Hay algunas mañanas
que lo mejor es no salir. ¿Y adónde?
La semilla desnuda, aquí, en el centro
de la pupila en plena
rotación
hacia tanta blancura repentina
de esta ola sin ventanas
cerca de la pared del sueño entre alta mar
y la baja marea,
¿hacia dónde me lleva?
¡Si lo que veo es lo invisible, es pura
iluminación,
es el origen del presentimiento!
Es este otoño de madera y de ecos
de olivo y abedul
con la rapacidad del ala lenta
ladeando y girando,
con vuelo viejo avaro de la noche,
con equilibrio de la pesadilla,
con el pico sin cera, sin leche y sin aceite,
y el plumaje sin humo, la espuma que suaviza
la saliva, la sal, el excremento
del nido… Hay un sonido
de altura, moldeado
en figuras, en vaho
de eucalipto. No veo, no poseo.
¿Y esa alondra, ese pámpano
tan inocentes en la viña ahora,
y el vencejo de leña y de calambre,
y la captura de la liebre, el nácar
de amanecida y la transparencia
en pleamar naranja de la contemplación?
¿Y todo es invisible? ¡Si está claro
este momento traspasado de alba!
Este momento que no veré nunca.
Esta mañana que no verá nadie
porque no está creada,
esta mañana que me va acercando
al capitel y al nido.
¿Y este aleteo sin temor ni viento,
la epidemia, el mastín y la crisálida
con la luz de meseta?
Cómo cantaba mayo en la noche de enero.
Junto al relieve y el cincel, la lima
y el buril hay ciudad,
mano de obra y secreto en cada grieta
de la oración y de la redención,
y la temperatura de la piedra
orientada hacia el este
con una ciencia de erosión pulida,
de quietud de ola en vilo, de aventura
que entra y sale a la vez.
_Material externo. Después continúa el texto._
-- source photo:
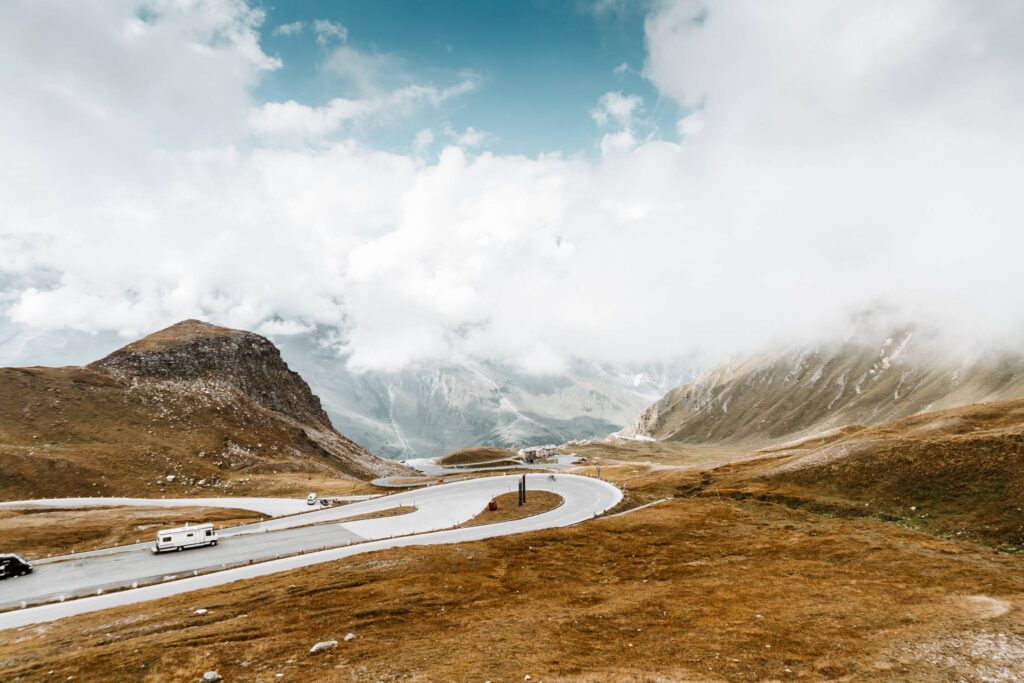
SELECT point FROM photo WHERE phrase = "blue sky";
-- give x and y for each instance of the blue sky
(541, 66)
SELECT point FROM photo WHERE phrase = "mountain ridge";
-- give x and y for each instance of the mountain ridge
(192, 409)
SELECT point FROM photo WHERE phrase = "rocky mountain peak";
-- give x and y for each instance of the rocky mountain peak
(194, 350)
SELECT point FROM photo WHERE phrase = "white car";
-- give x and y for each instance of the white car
(184, 537)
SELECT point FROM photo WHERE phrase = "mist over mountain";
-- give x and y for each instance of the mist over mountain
(806, 390)
(427, 409)
(430, 409)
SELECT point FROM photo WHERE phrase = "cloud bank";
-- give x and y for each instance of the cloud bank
(829, 157)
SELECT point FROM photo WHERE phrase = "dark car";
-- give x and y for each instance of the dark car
(12, 565)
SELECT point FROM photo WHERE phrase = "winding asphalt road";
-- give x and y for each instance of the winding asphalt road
(439, 507)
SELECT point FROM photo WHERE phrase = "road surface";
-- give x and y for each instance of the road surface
(436, 508)
(272, 507)
(430, 471)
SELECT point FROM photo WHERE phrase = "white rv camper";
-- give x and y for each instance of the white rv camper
(184, 537)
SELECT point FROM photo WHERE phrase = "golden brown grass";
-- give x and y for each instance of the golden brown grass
(75, 431)
(475, 455)
(40, 532)
(689, 590)
(509, 508)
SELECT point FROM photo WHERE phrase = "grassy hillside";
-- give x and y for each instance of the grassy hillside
(178, 414)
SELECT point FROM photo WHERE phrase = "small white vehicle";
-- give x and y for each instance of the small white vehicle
(184, 537)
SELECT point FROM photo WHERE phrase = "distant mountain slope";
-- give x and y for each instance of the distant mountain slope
(205, 406)
(957, 472)
(798, 392)
(433, 409)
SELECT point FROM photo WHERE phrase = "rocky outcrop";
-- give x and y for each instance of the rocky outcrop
(197, 351)
(193, 410)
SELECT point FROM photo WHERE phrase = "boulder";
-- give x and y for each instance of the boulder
(323, 646)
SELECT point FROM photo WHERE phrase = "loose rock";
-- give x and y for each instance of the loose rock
(324, 645)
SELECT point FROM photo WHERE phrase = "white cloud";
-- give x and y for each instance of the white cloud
(470, 137)
(369, 72)
(293, 29)
(328, 32)
(292, 120)
(849, 155)
(422, 141)
(617, 109)
(624, 140)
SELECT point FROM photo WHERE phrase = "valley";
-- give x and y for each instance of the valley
(888, 549)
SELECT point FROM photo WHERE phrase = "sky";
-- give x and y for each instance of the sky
(528, 182)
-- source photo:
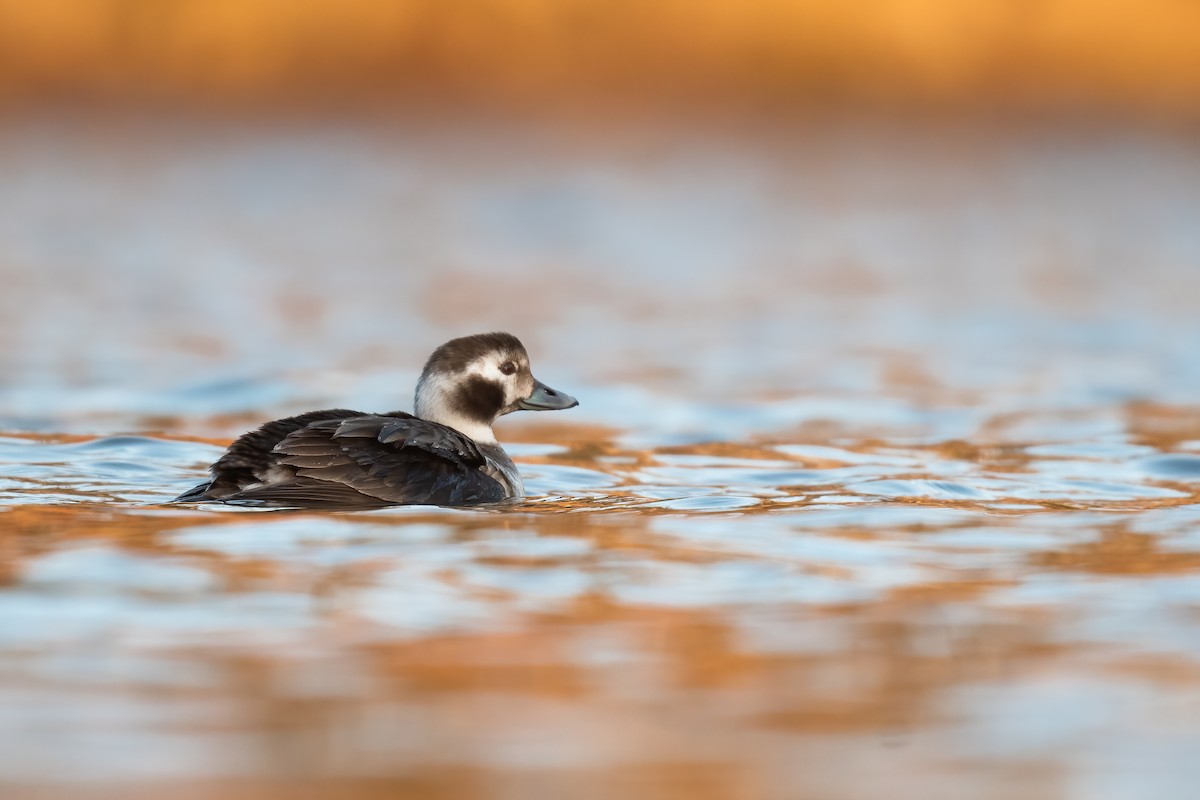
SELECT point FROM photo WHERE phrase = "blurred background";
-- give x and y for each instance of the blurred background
(883, 323)
(730, 198)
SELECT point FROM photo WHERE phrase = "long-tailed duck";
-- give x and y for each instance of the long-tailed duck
(445, 455)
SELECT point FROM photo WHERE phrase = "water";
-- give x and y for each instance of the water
(886, 469)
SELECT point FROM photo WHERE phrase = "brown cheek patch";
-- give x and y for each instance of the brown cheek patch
(479, 400)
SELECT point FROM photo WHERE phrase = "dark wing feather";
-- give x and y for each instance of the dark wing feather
(250, 457)
(390, 459)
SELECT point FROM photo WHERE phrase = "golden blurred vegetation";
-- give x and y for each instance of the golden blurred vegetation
(1107, 54)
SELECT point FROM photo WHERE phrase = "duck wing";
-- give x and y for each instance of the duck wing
(251, 457)
(376, 459)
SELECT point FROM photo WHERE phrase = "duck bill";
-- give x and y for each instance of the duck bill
(544, 398)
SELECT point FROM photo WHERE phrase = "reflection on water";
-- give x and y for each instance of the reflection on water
(865, 505)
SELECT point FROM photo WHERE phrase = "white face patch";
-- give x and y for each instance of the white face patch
(433, 403)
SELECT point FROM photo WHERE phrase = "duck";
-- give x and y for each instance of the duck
(445, 453)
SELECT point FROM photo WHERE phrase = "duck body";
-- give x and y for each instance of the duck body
(443, 455)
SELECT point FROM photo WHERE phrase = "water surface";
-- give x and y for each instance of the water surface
(885, 474)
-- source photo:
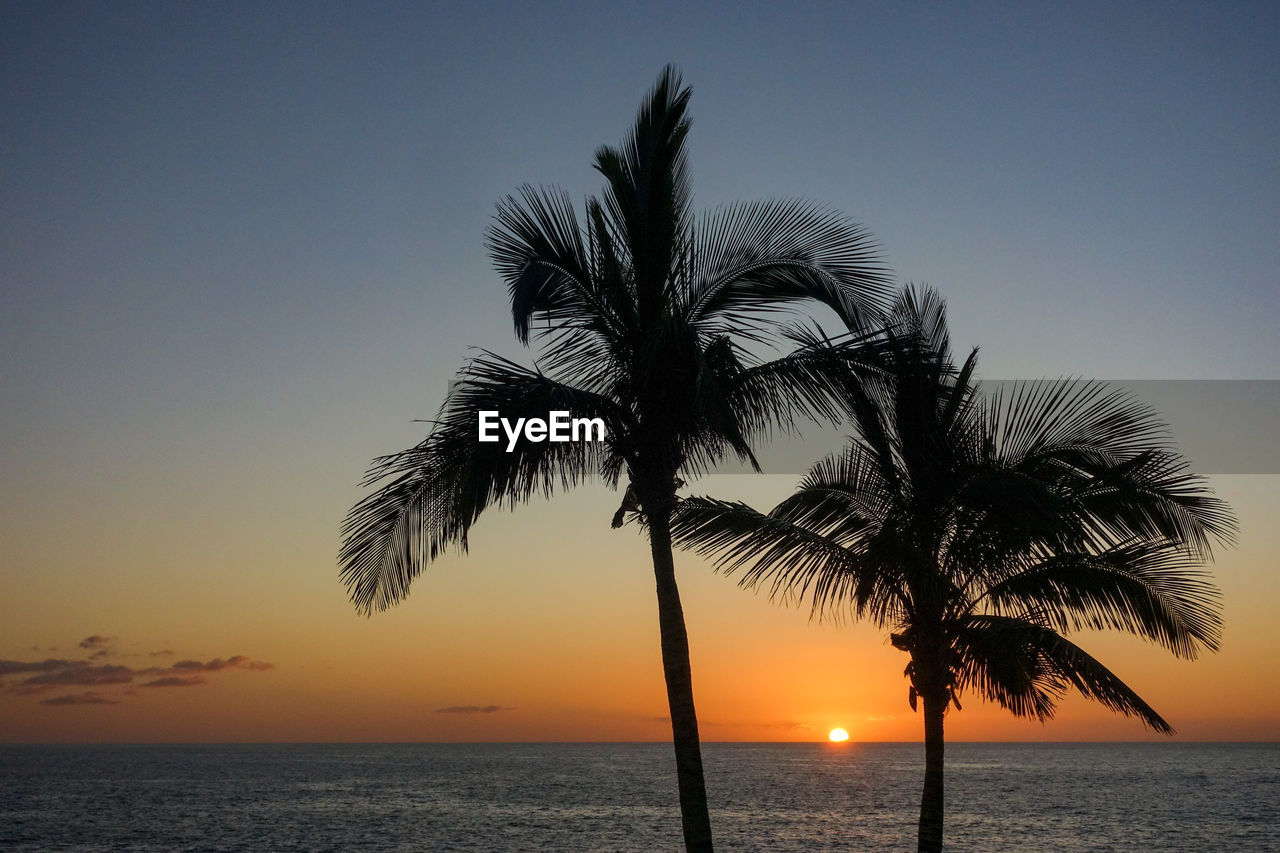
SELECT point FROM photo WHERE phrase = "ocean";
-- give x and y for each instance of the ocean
(622, 797)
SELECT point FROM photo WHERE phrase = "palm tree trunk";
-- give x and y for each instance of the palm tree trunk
(929, 839)
(680, 689)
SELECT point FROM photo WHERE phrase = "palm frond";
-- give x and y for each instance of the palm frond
(648, 192)
(1153, 591)
(752, 260)
(432, 493)
(1027, 667)
(794, 562)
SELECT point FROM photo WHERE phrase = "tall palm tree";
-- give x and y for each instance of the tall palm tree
(981, 530)
(648, 319)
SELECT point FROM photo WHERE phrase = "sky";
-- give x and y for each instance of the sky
(241, 255)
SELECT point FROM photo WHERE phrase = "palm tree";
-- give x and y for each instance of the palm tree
(649, 320)
(981, 530)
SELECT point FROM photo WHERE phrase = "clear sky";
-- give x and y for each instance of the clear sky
(241, 251)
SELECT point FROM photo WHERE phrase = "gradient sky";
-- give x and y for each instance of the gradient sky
(241, 251)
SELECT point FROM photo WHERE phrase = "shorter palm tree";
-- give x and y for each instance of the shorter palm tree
(979, 530)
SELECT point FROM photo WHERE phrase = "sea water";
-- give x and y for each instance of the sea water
(622, 797)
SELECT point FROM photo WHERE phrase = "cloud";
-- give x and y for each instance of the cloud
(54, 673)
(80, 698)
(78, 673)
(472, 708)
(236, 662)
(14, 667)
(177, 680)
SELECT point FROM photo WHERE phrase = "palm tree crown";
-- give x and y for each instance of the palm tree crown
(981, 529)
(644, 316)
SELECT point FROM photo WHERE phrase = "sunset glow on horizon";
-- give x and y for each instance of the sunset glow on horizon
(243, 254)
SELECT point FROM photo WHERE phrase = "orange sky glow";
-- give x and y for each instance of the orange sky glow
(544, 632)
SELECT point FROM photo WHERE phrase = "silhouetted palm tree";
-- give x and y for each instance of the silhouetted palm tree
(979, 530)
(643, 314)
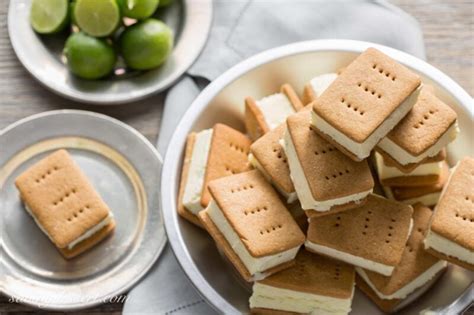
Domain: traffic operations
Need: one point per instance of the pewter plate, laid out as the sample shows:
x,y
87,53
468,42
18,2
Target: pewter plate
x,y
190,21
263,74
123,167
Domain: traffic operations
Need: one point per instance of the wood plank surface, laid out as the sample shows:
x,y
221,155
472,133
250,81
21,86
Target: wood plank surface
x,y
448,28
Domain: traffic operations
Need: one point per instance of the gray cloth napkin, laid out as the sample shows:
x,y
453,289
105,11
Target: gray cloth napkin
x,y
241,29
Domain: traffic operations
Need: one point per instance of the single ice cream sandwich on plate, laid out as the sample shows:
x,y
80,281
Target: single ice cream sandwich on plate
x,y
428,195
364,103
422,133
267,155
251,225
314,285
269,112
317,86
372,236
416,271
426,173
325,179
210,154
451,232
64,205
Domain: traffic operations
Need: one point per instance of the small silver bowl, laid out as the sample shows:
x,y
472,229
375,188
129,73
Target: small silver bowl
x,y
223,101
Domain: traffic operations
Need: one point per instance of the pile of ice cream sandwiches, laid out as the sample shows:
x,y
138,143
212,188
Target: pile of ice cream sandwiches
x,y
291,204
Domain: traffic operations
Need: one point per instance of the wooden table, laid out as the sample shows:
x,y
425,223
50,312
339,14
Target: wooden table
x,y
448,28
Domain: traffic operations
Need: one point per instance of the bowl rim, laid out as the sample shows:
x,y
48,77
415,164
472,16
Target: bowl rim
x,y
173,157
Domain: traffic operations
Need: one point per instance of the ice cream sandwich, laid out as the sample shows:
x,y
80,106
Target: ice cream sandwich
x,y
423,175
325,179
372,236
451,232
267,155
315,285
64,204
210,154
427,195
250,223
364,103
317,86
423,132
416,269
269,112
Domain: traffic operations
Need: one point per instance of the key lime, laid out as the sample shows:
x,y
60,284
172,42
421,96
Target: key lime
x,y
89,57
49,16
97,18
146,45
165,3
138,9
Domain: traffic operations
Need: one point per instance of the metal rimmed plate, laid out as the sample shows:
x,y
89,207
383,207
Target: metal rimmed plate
x,y
123,167
41,55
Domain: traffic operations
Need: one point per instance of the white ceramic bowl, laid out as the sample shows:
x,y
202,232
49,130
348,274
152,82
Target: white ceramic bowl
x,y
222,101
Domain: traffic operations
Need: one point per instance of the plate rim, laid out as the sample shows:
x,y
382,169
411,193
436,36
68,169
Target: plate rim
x,y
172,157
162,243
195,12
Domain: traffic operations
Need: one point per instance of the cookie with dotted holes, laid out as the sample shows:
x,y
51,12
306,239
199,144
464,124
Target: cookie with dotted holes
x,y
269,157
315,274
256,213
63,202
376,232
453,217
254,117
364,96
415,262
330,174
227,155
428,120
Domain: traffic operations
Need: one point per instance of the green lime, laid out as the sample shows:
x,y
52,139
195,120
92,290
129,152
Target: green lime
x,y
146,45
49,16
165,3
97,18
138,9
89,57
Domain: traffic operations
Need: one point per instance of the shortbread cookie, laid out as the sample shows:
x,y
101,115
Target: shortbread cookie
x,y
423,132
372,236
267,155
416,269
451,233
365,102
317,86
269,112
210,154
408,168
427,195
64,204
425,174
324,178
247,213
315,285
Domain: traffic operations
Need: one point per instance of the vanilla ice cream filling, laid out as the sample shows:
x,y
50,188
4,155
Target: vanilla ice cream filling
x,y
308,202
320,83
254,265
383,269
197,171
362,150
269,297
448,247
275,109
289,196
88,234
424,169
404,157
410,287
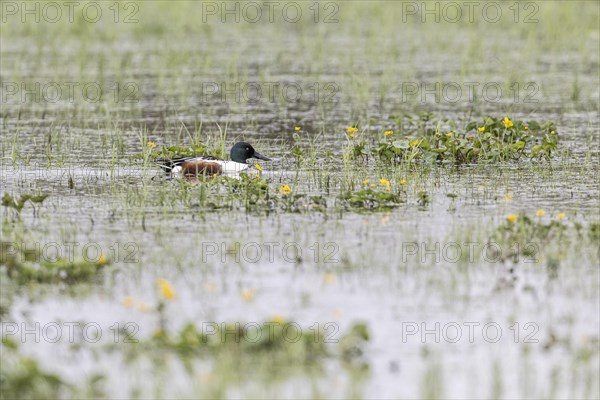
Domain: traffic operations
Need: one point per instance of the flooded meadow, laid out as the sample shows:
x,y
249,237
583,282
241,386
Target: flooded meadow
x,y
428,225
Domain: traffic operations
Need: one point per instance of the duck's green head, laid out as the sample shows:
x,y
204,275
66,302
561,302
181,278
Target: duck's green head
x,y
242,151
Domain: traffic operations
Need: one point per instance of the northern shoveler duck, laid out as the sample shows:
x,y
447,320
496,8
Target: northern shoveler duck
x,y
209,165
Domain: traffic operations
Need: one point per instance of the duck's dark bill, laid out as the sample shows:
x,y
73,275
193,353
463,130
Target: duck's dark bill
x,y
260,156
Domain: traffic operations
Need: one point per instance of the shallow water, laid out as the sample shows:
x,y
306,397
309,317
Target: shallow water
x,y
439,326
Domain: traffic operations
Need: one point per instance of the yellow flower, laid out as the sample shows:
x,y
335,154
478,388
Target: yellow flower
x,y
285,190
128,302
278,319
247,294
328,278
166,289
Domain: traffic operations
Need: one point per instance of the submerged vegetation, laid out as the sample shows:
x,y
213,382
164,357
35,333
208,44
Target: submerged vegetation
x,y
421,233
426,138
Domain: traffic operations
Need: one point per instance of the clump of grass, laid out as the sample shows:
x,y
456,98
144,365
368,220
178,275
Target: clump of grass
x,y
17,204
426,138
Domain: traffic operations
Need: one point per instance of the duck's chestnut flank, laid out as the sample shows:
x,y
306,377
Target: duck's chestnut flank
x,y
209,165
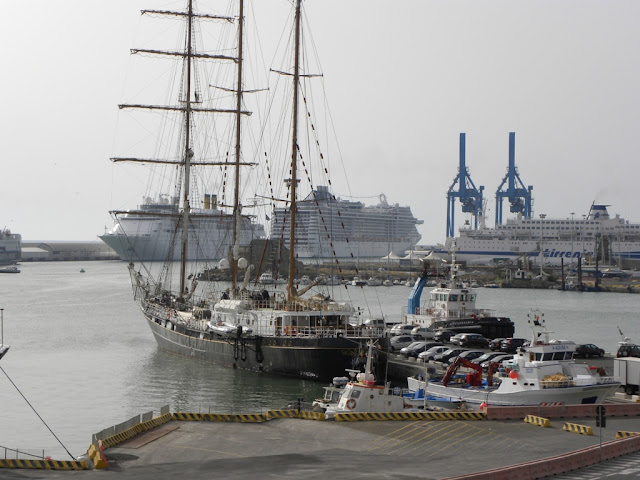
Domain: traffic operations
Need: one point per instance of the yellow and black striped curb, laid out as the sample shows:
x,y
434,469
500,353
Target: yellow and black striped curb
x,y
96,457
220,417
282,414
576,428
44,464
540,421
356,417
114,440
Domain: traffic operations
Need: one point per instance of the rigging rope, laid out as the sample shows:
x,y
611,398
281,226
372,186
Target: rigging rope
x,y
45,423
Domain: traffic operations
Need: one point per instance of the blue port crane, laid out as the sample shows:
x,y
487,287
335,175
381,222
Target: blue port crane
x,y
518,195
470,196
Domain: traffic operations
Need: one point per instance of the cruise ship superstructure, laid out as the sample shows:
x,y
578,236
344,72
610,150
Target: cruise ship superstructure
x,y
149,232
555,238
329,227
10,247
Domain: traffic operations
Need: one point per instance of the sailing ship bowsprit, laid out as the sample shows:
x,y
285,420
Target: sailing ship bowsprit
x,y
276,332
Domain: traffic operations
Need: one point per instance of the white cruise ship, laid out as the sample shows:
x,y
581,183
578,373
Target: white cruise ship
x,y
147,233
569,239
328,227
10,247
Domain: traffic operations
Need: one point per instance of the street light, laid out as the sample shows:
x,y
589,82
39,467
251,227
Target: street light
x,y
572,229
542,217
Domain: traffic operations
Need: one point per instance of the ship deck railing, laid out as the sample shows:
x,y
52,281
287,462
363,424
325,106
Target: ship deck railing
x,y
330,332
451,314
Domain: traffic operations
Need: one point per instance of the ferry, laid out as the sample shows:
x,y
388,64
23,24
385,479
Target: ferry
x,y
356,230
148,232
550,241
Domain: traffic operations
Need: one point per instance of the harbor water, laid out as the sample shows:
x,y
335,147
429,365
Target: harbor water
x,y
83,357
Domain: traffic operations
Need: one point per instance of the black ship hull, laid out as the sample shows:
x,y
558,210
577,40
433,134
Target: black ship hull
x,y
312,358
488,327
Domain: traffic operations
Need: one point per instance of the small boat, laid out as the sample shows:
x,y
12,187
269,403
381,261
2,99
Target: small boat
x,y
10,269
3,348
543,372
266,279
332,394
304,280
226,328
363,395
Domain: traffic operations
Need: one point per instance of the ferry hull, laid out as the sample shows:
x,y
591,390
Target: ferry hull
x,y
306,358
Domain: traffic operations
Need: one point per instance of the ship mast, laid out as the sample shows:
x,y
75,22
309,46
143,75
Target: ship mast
x,y
188,109
294,154
236,200
188,155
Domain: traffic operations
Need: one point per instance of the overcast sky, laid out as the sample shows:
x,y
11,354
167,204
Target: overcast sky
x,y
403,80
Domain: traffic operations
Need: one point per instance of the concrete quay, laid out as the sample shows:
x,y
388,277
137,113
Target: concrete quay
x,y
296,448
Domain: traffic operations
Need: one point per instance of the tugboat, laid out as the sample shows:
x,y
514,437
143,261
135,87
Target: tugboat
x,y
362,395
452,306
541,372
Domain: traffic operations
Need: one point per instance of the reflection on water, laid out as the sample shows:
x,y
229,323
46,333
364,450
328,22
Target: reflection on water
x,y
195,386
84,357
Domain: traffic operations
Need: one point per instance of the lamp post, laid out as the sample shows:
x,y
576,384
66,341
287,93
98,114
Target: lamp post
x,y
572,231
542,217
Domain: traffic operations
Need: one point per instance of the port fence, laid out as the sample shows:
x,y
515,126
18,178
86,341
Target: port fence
x,y
22,453
121,427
Ahí las escenas
de historia, teología, fauna, mitos
y la ley del granito, poro a poro,
su cicatriz en cada veta ocre,
el rito de la lágrima
en riesgo frío y cristalino en lluvia
y con el girasol que ya se lava
entre el búho y la virgen.
No hay espacio ni tiempo: el sacramento
de la materia.
¿Y qué voy a saber yo si a lo mejor mañana
es nuevo día?
Cuánta presencia que es renacimiento,
y es renuncia, y es ancla
del piadoso naufragio
de mi ilusión de libertad, mi vuelo…
Adivinanza, casi pensamiento
junto al hondo rocío
del polvo de la luz, del misterio que alumbra
este aire seguro,
esta salud de la madera nueva
y llega germinando
hasta el néctar sin prisa, bien tallado
en la jara quemada.
Es la gracia, es la gracia, la visión,
el color del oráculo del sueño,
la nerviación de la hoja del laurel,
la locura de la contemplación
y cuántas veces maldición, niñez,
sonando en cada ala con sorpresa.
¡El manantial temprano y el lucero
de la mañana!
Y el placer, la lujuria, el ruin amparo
de la desilusión, el roce
de mis alas pesadas, tan acariciadoras,
casi entreabiertas cuando
ya no hay huida ni aún conocimiento
antes de que ahora llegue
el arrebol interminable… ¡Día
que nunca será mío y que está entrando
en mi subida hacia la oscuridad!
¿Viviré el movimiento, las imágenes
nunca en reposo
de esta mañana sin otoño siempre?
Claudio Rodríguez nació en 1934 en Zamora y en 1951 se trasladó a Madrid, en cuya Universidad Complutense se licenció en Filología Románica. Se dio a conocer con Don de la ebriedad, un libro deslumbrante que en 1953 ganó el Premio Adonais. De 1958 data Conjuros, su segundo libro de poemas. Fue lector de español en Inglaterra durante ocho años, primero en la Universidad de Nottingham y luego en la de Cambridge. Allí escribió Alianza y condena (1965), Premio de la Crítica de aquel año. De vuelta en España, se dedicó a la docencia universitaria, y hasta 1976 no publicó su cuarto poemario, El vuelo de la celebración. Recibió el Premio Nacional de Poesía en 1983 e ingresó en la Real Academia Española en 1987. Merecedor del Premio Príncipe de Asturias y del Premio Reina Sofía, falleció en Madrid en 1999. Su último libro, Casi una leyenda, apareció en 1991.